旧車Zは2シーターが人気だが、2by2を選ぶという選択肢もある。個性が尊重されるこの時代、あえて人とは違う亜流を選ぶのもあり。そして、何よりていねいに乗られてきた個体が多いのも事実。Zの価格高騰が続くなか、今が買い時の1台である。

後部座席が設けられた家族で乗れるZカー

ドアからホイールアーチまでの距離が伸びたことで、2by2は実際に延長したサイズ以上に大柄に見える

2シーターのスポーツクーぺとして’69年に登場するフェアレディZだったが、エクストラシートを求める声に応じて、’74年モデルから4人乗りの2by2モデルをラインナップする。当然リアシートのスペースを確保するために、ボディは310mm延長され、流れるようなルーフラインは後席のヘッドスペース確保のために若干崩れてしまった。
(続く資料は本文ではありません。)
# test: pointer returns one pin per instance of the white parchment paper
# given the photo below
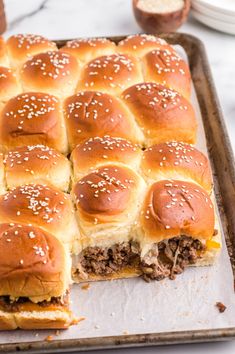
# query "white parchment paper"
(132, 306)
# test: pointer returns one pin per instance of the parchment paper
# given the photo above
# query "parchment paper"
(133, 306)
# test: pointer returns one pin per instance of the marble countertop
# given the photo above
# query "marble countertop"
(59, 19)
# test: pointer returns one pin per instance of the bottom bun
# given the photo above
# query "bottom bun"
(59, 319)
(127, 272)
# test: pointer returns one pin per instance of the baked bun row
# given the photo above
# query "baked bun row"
(145, 114)
(41, 164)
(98, 175)
(95, 64)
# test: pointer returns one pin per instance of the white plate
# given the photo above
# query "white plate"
(213, 23)
(214, 13)
(222, 6)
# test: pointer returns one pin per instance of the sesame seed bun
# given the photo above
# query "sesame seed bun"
(86, 49)
(9, 85)
(4, 61)
(89, 114)
(2, 175)
(21, 47)
(179, 161)
(31, 119)
(37, 163)
(173, 208)
(98, 151)
(162, 113)
(110, 73)
(53, 72)
(33, 263)
(168, 68)
(34, 267)
(107, 202)
(140, 44)
(43, 206)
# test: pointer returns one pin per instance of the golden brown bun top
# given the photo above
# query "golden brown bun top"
(106, 190)
(101, 150)
(29, 117)
(159, 109)
(40, 203)
(9, 86)
(141, 44)
(91, 113)
(86, 49)
(31, 157)
(152, 95)
(167, 67)
(174, 208)
(166, 61)
(181, 159)
(23, 46)
(3, 53)
(111, 73)
(31, 262)
(49, 69)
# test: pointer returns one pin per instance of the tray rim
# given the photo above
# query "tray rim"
(162, 338)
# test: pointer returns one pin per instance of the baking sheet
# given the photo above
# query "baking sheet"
(132, 306)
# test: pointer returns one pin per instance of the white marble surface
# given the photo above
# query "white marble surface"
(81, 18)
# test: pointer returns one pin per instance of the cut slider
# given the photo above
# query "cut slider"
(34, 279)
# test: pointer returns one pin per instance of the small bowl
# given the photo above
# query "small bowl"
(152, 22)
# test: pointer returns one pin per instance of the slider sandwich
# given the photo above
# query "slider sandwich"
(34, 279)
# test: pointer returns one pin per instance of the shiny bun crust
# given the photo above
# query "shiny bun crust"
(168, 68)
(9, 85)
(107, 202)
(89, 114)
(98, 151)
(43, 206)
(140, 44)
(111, 73)
(177, 160)
(53, 72)
(21, 47)
(37, 163)
(86, 49)
(105, 191)
(173, 208)
(3, 53)
(32, 119)
(33, 263)
(2, 175)
(162, 113)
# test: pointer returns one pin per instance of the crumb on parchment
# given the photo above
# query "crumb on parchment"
(85, 286)
(220, 306)
(49, 338)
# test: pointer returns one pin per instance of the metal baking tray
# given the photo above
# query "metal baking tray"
(222, 161)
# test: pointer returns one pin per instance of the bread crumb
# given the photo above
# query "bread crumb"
(49, 338)
(85, 286)
(80, 319)
(221, 307)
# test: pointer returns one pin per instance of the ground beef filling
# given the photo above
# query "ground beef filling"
(105, 261)
(173, 256)
(6, 304)
(166, 259)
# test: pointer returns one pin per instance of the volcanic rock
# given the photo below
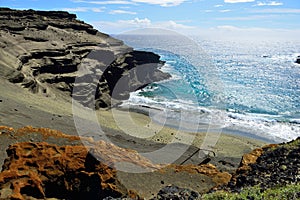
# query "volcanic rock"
(73, 167)
(269, 166)
(51, 51)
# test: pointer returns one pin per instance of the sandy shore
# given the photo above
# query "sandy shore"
(128, 129)
(161, 144)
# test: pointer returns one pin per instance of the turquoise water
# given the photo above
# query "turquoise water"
(246, 86)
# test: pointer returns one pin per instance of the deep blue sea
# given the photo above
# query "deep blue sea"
(249, 87)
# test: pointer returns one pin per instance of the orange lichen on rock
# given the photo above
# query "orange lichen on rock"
(5, 129)
(41, 170)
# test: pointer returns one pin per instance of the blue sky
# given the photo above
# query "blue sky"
(186, 16)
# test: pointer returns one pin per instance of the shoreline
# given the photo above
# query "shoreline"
(145, 110)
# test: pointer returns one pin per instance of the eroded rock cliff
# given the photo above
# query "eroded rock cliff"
(70, 170)
(50, 51)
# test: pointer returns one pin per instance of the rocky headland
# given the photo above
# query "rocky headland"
(47, 57)
(44, 51)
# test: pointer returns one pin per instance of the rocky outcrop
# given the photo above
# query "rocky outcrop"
(40, 170)
(269, 166)
(174, 192)
(64, 168)
(50, 51)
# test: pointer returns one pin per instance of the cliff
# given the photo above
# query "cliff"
(53, 53)
(57, 166)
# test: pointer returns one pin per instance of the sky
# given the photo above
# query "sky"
(280, 18)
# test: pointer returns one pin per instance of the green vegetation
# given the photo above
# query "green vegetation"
(289, 192)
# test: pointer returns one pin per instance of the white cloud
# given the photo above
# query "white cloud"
(279, 11)
(164, 3)
(113, 12)
(218, 6)
(248, 18)
(83, 9)
(271, 3)
(112, 2)
(238, 1)
(223, 11)
(137, 23)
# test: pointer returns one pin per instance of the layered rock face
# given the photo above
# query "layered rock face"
(69, 170)
(48, 51)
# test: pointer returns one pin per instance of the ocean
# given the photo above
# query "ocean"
(245, 87)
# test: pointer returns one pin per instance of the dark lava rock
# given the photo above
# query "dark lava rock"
(173, 192)
(269, 166)
(52, 51)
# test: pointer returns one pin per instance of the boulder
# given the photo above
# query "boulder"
(268, 166)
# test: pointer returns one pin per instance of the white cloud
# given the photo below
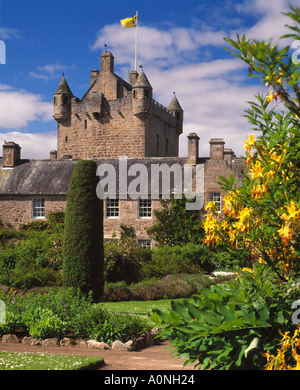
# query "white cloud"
(19, 107)
(34, 146)
(49, 71)
(271, 23)
(9, 33)
(213, 92)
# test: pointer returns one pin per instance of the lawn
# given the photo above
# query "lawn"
(42, 361)
(142, 308)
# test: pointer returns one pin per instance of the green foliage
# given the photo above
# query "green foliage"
(83, 234)
(169, 287)
(228, 326)
(58, 312)
(31, 259)
(175, 225)
(189, 258)
(43, 323)
(123, 260)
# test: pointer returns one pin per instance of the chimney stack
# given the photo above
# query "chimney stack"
(228, 156)
(133, 75)
(193, 148)
(11, 154)
(217, 149)
(53, 155)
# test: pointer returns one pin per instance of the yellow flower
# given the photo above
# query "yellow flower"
(292, 211)
(249, 142)
(256, 170)
(271, 96)
(286, 234)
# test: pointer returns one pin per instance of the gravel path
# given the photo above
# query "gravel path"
(152, 358)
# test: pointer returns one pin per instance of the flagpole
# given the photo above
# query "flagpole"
(136, 40)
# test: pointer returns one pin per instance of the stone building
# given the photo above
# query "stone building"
(114, 121)
(115, 118)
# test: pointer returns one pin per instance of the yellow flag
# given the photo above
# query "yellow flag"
(129, 22)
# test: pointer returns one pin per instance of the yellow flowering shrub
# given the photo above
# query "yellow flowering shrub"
(288, 355)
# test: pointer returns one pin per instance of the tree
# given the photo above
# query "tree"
(239, 325)
(175, 225)
(83, 254)
(263, 214)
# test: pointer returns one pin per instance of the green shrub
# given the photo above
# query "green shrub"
(123, 260)
(45, 324)
(175, 225)
(189, 258)
(230, 326)
(57, 312)
(83, 232)
(169, 287)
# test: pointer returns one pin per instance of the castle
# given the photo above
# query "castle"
(114, 119)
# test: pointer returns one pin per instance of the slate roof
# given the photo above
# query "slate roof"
(52, 177)
(37, 177)
(46, 177)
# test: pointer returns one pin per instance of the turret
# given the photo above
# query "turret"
(62, 101)
(142, 96)
(177, 111)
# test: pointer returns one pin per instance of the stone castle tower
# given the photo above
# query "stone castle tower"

真横から見るとボディ後部のルーフラインが大きく異なるほか、クォーターウィンドウの形状も異なる。またホイールベースもかなり長いことがわかる

2by2の基本的な動力性能は2シーターと変わらなかったが、全長と共にホイールベースも延長されているため、直進安定性は向上したものの、回頭性は悪化してしまう。スポーツカーとしての性能はダウンしてしまうが、4人乗れることがメリットとなり、北米では一定のセールスを記録した。

ちなみにフェアレディZはその後も伝統的に2シーターと2by2を両方販売していたが、4代目のZ32型2by2を最後に2by2の生産は廃止されている。